Chers Zelda et Kruger
J’ai lu l’histoire de Stephane Le Fouhzer (mon premier glory-hole) et je tenais à vous raconter mon aventure personnelle.
Je suis un jeune cadre dans les assurances et j’habite un grand studio dans le centre de Bordeaux. Dans l’appartement d’à côté vivent Sabine et Joelle un couple de lesbiennes trentenaires, très sympathiques. Nous nous rendons souvent de petits services (elles gardent mon chat pendant les vacances et je les aide pour le petit bricolage, entre autres). Un jour Sabine frappe à ma porte et me demande si je peux accrocher leur nouveau porte-serviettes dans leur salle de bains car comme Joelle est en déplacement sur Paris en ce moment elle voudrait lui faire la surprise. Bon, je vais chercher ma perceuse.
Je sais pas si vous avez déjà essayé de percer du carrelage, c’est pas facile du tout, surtout pour un bricoleur du dimanche comme moi ! Résultat de la manœuvre, un carrelage bousillé et un trou gros comme le poing qui donne sur ma propre salle de bains. Affolé, je préviens Sabine des dégâts.
Elle le prend en riant et me dit que c’est pas grave, que quand j’aurai envie de me faire sucer, je n’aurai qu’à glisser ma queue dans le trou et que elle ou Joelle me pomperait volontiers. Elle précise que si elles n’aiment pas les hommes, en revanche une bonne grosse bite, sans mecs au bout, ça les fait kifer terriblement, et que même le meilleur des godes ne vaut pas un bon chibre bien chaud et bien juteux.
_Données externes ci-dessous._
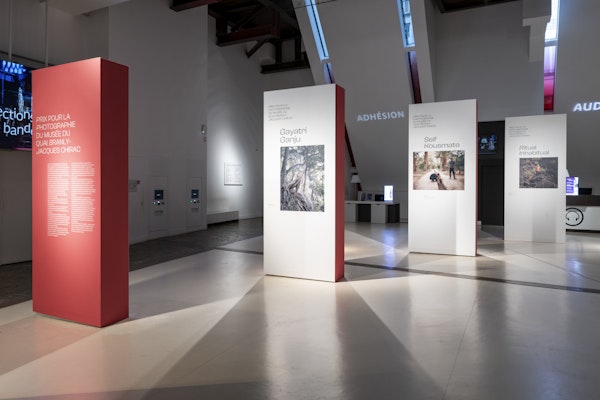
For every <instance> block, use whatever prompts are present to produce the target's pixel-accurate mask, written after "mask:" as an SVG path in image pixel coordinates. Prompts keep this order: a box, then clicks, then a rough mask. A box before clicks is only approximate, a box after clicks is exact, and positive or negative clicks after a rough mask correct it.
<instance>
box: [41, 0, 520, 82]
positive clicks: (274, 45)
mask: <svg viewBox="0 0 600 400" xmlns="http://www.w3.org/2000/svg"><path fill="white" fill-rule="evenodd" d="M47 1H48V4H49V5H50V6H52V7H55V8H58V9H60V10H62V11H65V12H67V13H69V14H73V15H80V14H85V13H89V12H91V11H95V10H99V9H102V8H105V7H110V6H112V5H115V4H119V3H123V2H126V1H128V0H47ZM333 1H342V0H315V3H317V4H320V3H328V2H333ZM433 1H434V2H435V3H436V5H437V6H438V8H439V10H440V12H442V13H446V12H452V11H460V10H464V9H468V8H473V7H482V6H488V5H494V4H499V3H505V2H509V1H516V0H433ZM169 4H170V8H171V9H172V10H174V11H185V10H188V9H191V8H194V7H201V6H208V13H209V15H211V16H212V17H214V18H215V20H216V26H217V32H216V37H217V45H219V46H229V45H234V44H239V43H249V44H250V45H251V46H252V47H250V48H249V50H247V56H248V57H252V55H253V54H255V53H256V52H257V51H258V50H259V49H260V48H261V47H262V46H264V45H265V44H269V45H271V46H273V48H274V57H273V58H274V60H275V62H274V63H272V64H267V65H263V66H262V72H263V73H270V72H279V71H288V70H291V69H298V68H309V67H310V65H309V63H308V58H307V57H306V54H305V53H304V52H303V51H302V36H301V32H300V29H299V27H298V22H297V20H296V13H295V10H294V8H295V7H303V6H304V4H305V0H169ZM284 48H285V49H290V48H291V49H293V51H289V50H288V51H287V52H285V54H284Z"/></svg>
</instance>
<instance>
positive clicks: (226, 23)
mask: <svg viewBox="0 0 600 400" xmlns="http://www.w3.org/2000/svg"><path fill="white" fill-rule="evenodd" d="M295 3H302V4H304V3H303V1H302V0H171V9H173V10H175V11H184V10H188V9H190V8H194V7H199V6H204V5H206V6H208V13H209V15H211V16H212V17H214V18H215V20H216V27H217V31H216V36H217V45H218V46H230V45H234V44H239V43H249V44H250V45H251V46H252V47H250V48H249V50H247V52H246V54H247V56H248V57H252V55H253V54H255V53H256V52H257V51H258V50H259V49H260V48H261V47H262V46H264V45H265V44H269V45H271V46H273V47H274V57H273V58H274V61H275V62H273V63H271V64H266V65H262V66H261V68H262V72H263V73H270V72H279V71H289V70H292V69H299V68H309V67H310V65H309V63H308V58H307V57H306V54H305V53H304V52H303V51H302V35H301V33H300V28H299V27H298V22H297V20H296V13H295V11H294V4H295ZM284 49H293V50H292V51H287V52H285V54H284Z"/></svg>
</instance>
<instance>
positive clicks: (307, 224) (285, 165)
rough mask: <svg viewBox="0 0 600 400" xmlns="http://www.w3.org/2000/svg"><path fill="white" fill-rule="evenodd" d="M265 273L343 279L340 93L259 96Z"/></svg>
mask: <svg viewBox="0 0 600 400" xmlns="http://www.w3.org/2000/svg"><path fill="white" fill-rule="evenodd" d="M264 152H265V154H264V270H265V273H266V274H268V275H278V276H287V277H294V278H304V279H314V280H323V281H330V282H334V281H337V280H339V279H341V278H342V277H343V276H344V90H343V89H342V88H341V87H339V86H337V85H322V86H314V87H305V88H296V89H286V90H278V91H272V92H265V94H264Z"/></svg>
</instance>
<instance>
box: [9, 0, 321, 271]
mask: <svg viewBox="0 0 600 400" xmlns="http://www.w3.org/2000/svg"><path fill="white" fill-rule="evenodd" d="M14 6H15V7H14V13H13V15H14V22H13V29H14V31H13V32H14V33H13V35H14V38H13V55H15V56H21V57H24V58H26V59H29V60H30V61H29V63H30V64H32V66H34V67H41V66H43V62H44V59H45V56H46V54H45V33H44V29H43V27H44V19H45V6H44V5H43V4H40V2H39V1H38V0H19V1H15V2H14ZM48 16H49V29H48V32H49V36H48V38H49V45H48V50H49V52H48V60H49V63H50V64H61V63H65V62H71V61H76V60H80V59H86V58H90V57H105V58H108V59H110V60H112V61H115V62H119V63H122V64H125V65H127V66H129V73H130V86H129V96H130V118H129V129H130V132H129V155H130V157H129V159H130V162H129V164H130V165H129V167H130V173H129V177H130V179H131V180H133V181H139V184H138V185H134V186H135V190H134V191H130V196H129V197H130V201H129V214H130V221H129V234H130V242H132V243H133V242H139V241H143V240H146V239H150V238H154V237H160V236H168V235H173V234H178V233H182V232H188V231H192V230H197V229H202V228H205V227H206V223H207V220H206V209H207V208H208V209H209V210H211V211H215V210H216V211H219V210H225V209H227V210H238V211H239V212H240V217H241V218H247V217H255V216H261V215H262V160H263V159H262V93H263V91H265V90H273V89H279V88H289V87H299V86H310V85H312V84H313V80H312V77H311V73H310V70H308V69H306V70H300V71H291V72H284V73H275V74H270V75H262V74H261V73H260V68H259V63H260V62H261V58H260V57H257V55H258V54H255V55H254V57H253V58H251V59H247V58H246V56H245V47H244V45H238V46H232V47H225V48H219V47H217V46H216V45H215V44H214V40H215V29H214V21H213V19H212V18H209V17H208V15H207V8H206V7H198V8H194V9H191V10H187V11H183V12H174V11H172V10H170V9H169V7H168V2H166V1H164V0H130V1H128V2H125V3H123V4H120V5H117V6H113V7H111V8H109V9H103V10H99V11H95V12H92V13H90V14H89V15H87V16H72V15H69V14H66V13H64V12H62V11H59V10H56V9H53V8H52V7H50V8H49V13H48ZM209 22H210V24H209ZM7 26H8V1H4V0H1V1H0V27H7ZM266 46H267V47H265V50H266V51H261V52H259V53H264V54H267V55H268V54H269V49H268V46H269V45H266ZM8 49H9V40H8V34H7V33H6V34H5V32H4V31H0V51H2V52H4V53H7V52H8ZM18 60H21V61H23V59H22V58H21V59H19V58H16V57H15V61H18ZM31 60H38V62H33V61H31ZM263 61H264V57H263ZM209 76H210V82H209V83H207V82H208V79H209ZM207 99H208V100H207ZM209 112H210V115H209ZM203 124H206V125H207V126H208V134H207V135H206V137H204V136H203V135H202V134H201V129H202V125H203ZM205 138H206V139H207V140H206V141H205ZM208 146H210V149H211V153H210V155H209V156H208V157H207V154H206V151H207V147H208ZM225 162H239V163H240V164H241V165H242V166H243V171H244V174H245V176H244V185H243V186H241V187H230V186H228V187H225V186H224V185H223V165H224V163H225ZM0 163H2V164H1V165H2V170H3V171H19V174H18V175H16V174H12V175H10V176H7V175H6V174H0V190H2V192H0V197H3V198H6V196H7V195H6V193H8V191H9V190H10V191H11V193H12V194H15V195H16V193H21V194H20V195H16V196H17V197H18V199H17V201H12V197H11V201H6V200H5V201H4V202H3V206H4V208H2V209H0V225H1V226H0V231H1V232H10V234H11V235H12V236H11V238H6V233H3V234H2V235H3V236H2V242H1V244H2V246H1V248H2V249H4V252H3V254H0V263H7V262H16V261H24V260H27V259H30V258H31V250H30V247H31V243H30V238H31V215H30V209H31V207H30V206H26V207H22V206H21V205H23V204H30V203H31V172H30V171H31V154H30V153H9V152H7V151H0ZM28 171H29V172H28ZM16 177H18V180H17V181H15V178H16ZM209 177H210V178H209ZM207 182H210V185H209V186H207ZM156 185H160V186H161V188H162V189H164V190H166V197H167V200H168V212H167V213H166V214H167V215H166V217H165V218H159V219H157V218H155V214H154V209H153V205H152V204H151V203H152V194H153V189H154V186H156ZM163 186H164V187H163ZM196 186H199V188H200V189H201V198H202V200H203V202H202V204H201V208H202V217H201V220H200V221H199V222H198V221H197V218H196V219H192V218H190V212H189V191H190V187H194V188H195V187H196ZM17 187H19V190H21V188H23V191H22V192H21V191H17V190H16V189H17ZM6 188H8V189H6ZM25 189H28V190H25ZM12 194H11V196H12ZM13 197H14V196H13ZM14 204H18V205H19V207H18V209H14V208H13V205H14ZM6 215H10V217H7V216H6ZM17 241H21V242H22V245H23V246H15V242H17Z"/></svg>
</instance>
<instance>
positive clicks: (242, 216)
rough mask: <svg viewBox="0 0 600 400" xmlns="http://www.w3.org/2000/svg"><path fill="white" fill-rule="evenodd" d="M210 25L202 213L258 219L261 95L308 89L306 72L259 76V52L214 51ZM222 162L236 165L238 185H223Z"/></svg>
mask: <svg viewBox="0 0 600 400" xmlns="http://www.w3.org/2000/svg"><path fill="white" fill-rule="evenodd" d="M214 24H215V21H214V19H213V18H210V19H209V29H208V32H209V34H208V37H209V39H208V60H209V61H208V87H207V89H208V99H209V100H208V124H207V126H208V134H207V140H208V180H207V185H208V188H207V194H208V198H207V213H208V214H214V213H220V212H225V211H238V212H239V216H240V218H252V217H258V216H262V215H263V92H264V91H267V90H273V89H287V88H293V87H302V86H311V85H313V78H312V76H311V71H310V69H303V70H298V71H288V72H279V73H274V74H267V75H263V74H261V73H260V62H261V58H260V57H258V55H259V54H261V52H259V53H256V54H255V55H254V56H253V57H251V58H250V59H248V57H247V56H246V54H245V52H246V45H244V44H241V45H235V46H227V47H218V46H217V45H216V44H215V41H216V37H215V34H214V33H215V27H214ZM252 45H253V43H252ZM263 46H265V47H267V48H266V49H265V50H268V46H271V45H270V44H265V45H263ZM225 163H232V164H239V165H241V166H242V168H241V170H242V185H241V186H226V185H225V184H224V165H225Z"/></svg>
Ne sachant pas si elle rigole ou pas, je lui propose en riant moi aussi, de l’essayer tout de suite pour voir si notre petit glory-hole perso marche bien. Je retourne donc chez moi, n’y croyant pas trop, et là, par le trou de ma salle de bains, je vois la bouche de Sabine grande ouverte qui semble me faire signe avec la langue. Tentant le tout pour le tout, je sort ma pine toute raide et la glisse dans le trou. Derrière, Sabine s’active ardemment sur mon dard me léchant, me branlant, je sens sa bouche absorber mon membre aussi loin qu’elle le peut, sa langue semble rouler une pelle interminable à mon gland. Je suis prêt à jouir quand elle arrête de me sucer, mais garde ma bite en main. Puis je sens que ma queue rentre dans un endroit chaud et humide. Cette coquine de Sabine se fourre ma bite dans sa chatte et commence à faire des vas et viens. J’imagine son petit cul tapant le mur qui nous sépare à chaque fois qu’elle engouffre ma bite tout au fond de sa moule. Il me semble même l’entendre râler de plaisir à travers la cloison qui sépare nos deux salles de bains. Je sais pas si toutes les lesbiennes aiment le sperme, mais quand j’ai éjaculé dans sa chatte, elle m’a ensuite longuement nettoyé la bite avec la langue. C’est une sensation divine que je n’avais jamais connue avant.
Depuis, j’ai collé leur porte-serviettes un peu au dessus du trou et quand elles ou moi avons envie de sexe, on tape trois fois sur le mur qui sépare nos apparts, je glisse ma bite dans ce glory-hole et je ne sais jamais laquelle des deux va s’occuper de ma queue et elles ne savent pas non plus si c’est ma bite qu’elle pompent ou celles des copains que j’invite !
Fin
Témoignage de Jean-Michel B. (Bordeaux - 33) recueilli par Kruger.